We were putting a large cash down payment on our first house years ago and we were able to call ahead to the bank to ask them to ship in $1000's bills from the distribution center so we would not have to show up to the closing with stacks of $100's

I don't think they print $1000 bills anymore, if I remember correctly it had something to do with laundring or drugs or something like that.
 
Can be a struggle to get some places to take a $100 bill now. Especially if you are going to need a large amount of change back. I was
working a ice cream stand at the fair for a farmers club one time , and a guy wanted to buy a $2.00 cone , with a $100.00 bill , I told
him that I couldn't change it..
 
When I was first married a $20 bill in my pocket was equivalent to having a $100 in my pocket now. It didn't happen very often.
 
Not sure about $1000 bills, but back in the 1980's a buddy of mine acquired a $500 bill in some dealings. Not too many of them around.

Anyway, he went to a race at Talladega, and went to a local bank in the town of Talladega to break the bill into smaller ones that he could spend. He handed the $500 bill to a teller, she looked at it and took it back to the manager. The other bank employees came running, also. My buddy was starting to wonder if it was legitimate.

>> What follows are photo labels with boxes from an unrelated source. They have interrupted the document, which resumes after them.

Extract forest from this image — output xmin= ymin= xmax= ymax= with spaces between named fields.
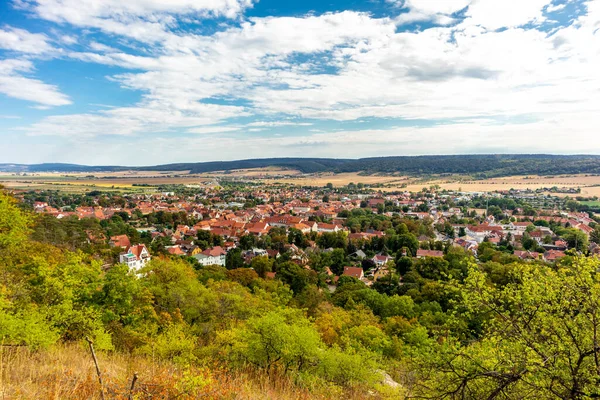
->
xmin=0 ymin=192 xmax=600 ymax=399
xmin=0 ymin=154 xmax=600 ymax=178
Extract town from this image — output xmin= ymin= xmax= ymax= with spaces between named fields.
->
xmin=17 ymin=181 xmax=600 ymax=292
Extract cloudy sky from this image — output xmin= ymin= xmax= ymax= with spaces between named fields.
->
xmin=0 ymin=0 xmax=600 ymax=165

It was simply that none of the bank employees had ever seen a $500 bill before. They gave him smaller bills and he went on his way.
 
Yup, around here very few farmers paid more than $75 per week wages. There were a few who were paying $100. Most of them went broke.
 
When gas was $.68, a car was $3,800, and returnables were 3 for $10 we had something.
 
I still remember the first time I held a hundred dollar bill. Dad sold an Oliver 70 and the guy paid cash.
 

Hauled a lot of square bales for $.75- $1 per hour, when I got out of school my first public job payed $2.50 per hour, after taxes my pay check was $54 for the week, I thought I was rich.
Good gas was $.33 per gallon, $5 got you 15 gallons of gas, now $15 will get you 5 gallons.

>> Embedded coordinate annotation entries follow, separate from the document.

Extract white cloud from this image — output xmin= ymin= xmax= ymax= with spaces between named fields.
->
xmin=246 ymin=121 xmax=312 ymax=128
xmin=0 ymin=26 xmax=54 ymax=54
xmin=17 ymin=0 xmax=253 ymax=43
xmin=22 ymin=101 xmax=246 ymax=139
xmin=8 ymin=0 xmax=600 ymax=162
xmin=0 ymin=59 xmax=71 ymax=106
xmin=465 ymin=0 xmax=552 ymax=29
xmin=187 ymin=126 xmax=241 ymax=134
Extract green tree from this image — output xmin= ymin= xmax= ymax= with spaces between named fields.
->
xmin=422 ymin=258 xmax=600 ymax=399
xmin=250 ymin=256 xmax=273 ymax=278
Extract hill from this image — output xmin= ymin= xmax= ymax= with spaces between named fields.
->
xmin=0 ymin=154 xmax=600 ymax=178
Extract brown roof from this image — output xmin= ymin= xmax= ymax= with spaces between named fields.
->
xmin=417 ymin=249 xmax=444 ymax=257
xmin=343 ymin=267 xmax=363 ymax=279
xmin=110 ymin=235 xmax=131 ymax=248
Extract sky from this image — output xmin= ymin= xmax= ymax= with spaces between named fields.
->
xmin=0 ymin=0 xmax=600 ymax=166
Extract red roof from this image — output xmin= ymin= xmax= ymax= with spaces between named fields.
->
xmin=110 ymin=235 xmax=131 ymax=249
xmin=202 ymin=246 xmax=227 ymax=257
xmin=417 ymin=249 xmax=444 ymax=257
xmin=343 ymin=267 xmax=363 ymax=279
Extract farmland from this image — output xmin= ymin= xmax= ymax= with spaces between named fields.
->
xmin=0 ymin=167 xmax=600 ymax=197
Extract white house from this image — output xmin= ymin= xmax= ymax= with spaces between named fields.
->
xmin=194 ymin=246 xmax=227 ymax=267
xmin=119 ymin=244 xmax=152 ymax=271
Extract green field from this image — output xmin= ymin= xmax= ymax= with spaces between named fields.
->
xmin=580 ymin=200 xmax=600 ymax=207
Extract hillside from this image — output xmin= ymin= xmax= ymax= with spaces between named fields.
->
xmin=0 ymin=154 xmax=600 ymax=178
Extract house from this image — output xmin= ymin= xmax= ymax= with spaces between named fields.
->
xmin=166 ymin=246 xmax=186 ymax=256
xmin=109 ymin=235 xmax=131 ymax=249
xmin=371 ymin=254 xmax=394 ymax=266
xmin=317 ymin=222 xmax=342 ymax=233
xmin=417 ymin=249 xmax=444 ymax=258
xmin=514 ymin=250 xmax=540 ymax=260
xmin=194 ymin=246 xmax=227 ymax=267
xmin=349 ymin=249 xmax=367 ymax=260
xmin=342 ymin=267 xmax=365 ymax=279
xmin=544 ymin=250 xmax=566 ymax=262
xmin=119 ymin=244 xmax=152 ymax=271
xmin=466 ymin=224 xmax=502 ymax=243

Back then with a $20 bill we would fill the car, go to movies or bowling, get burgers and shakes at the local diary freeze and have gas money for work the next week.
Last night I took the wife out to eat, the meal was $25, plus the $50 to fill the pickups tank.
 
I still think 100 bucks is a lot of money. I don't see how people can loose a few 100 dollars gambling and say "That's O.K." I planned for it. I'd be pi$$ed off.
 
When I was just out of the USAF in 1956 I got a job that paid a premium for early hours, 90 cents per hour, later getting a raise to $1. 40 bucks a week and thought I was in money heaven. Was also married and wife stayed home.
 
A good proxy for the value of money is the postage stamp.
the value hasn't changed, but the price has.
1st class postage was 6c in 1968 and is 49c today, because the dollar is worth roughly 1/8 of what it was then
 
I worked for 85 cents per hour back when I was first married. That was the minimum wage back in 1956.

My brother and I opened a gas station back in the 60's and we sold gas for 25 cents per gallon. Yes, three or four dollars would pay for a fill up. There were very few people getting welfare checks in those days so if you didn't work you didn't play.
 
In 64 was throwing bales of hay for a dollar a hour. Got a job at the railroad for 2.25 a hour. A whole lot easier then throwing hay. Was on cloud nine.
 
Oldest daughter was born in 1987. I remember that I would take $20 cash each week to gas up the car and take the family out once! It was a really cheap roast beef place (RAX), but still, cant even gas up the buggy for that now!
 
in the mid 70s , it was a very good day if 2 guys could hit 300 bux a day doing pc work hanging siding and trimmin windows and overhang,. a few yrs later when i sold my own jobsand had my own guys working on pc work, i come to realize that if 3 men could turn 4000 per weekin sales for labor and materials , then all was well,. a few cold weeks that put us down in the 1500 hundred dollar range had me scrambling to find work mechanicin to keep them til spring when things pikt up ..
 
(quoted from post at 06:46:24 08/11/17) When gas was $.68, a car was $3,800, and returnables were 3 for $10 we had something.

the $3800 car is now $38 thousand--but on the bright side-we are ALL earning 10 times as much--right??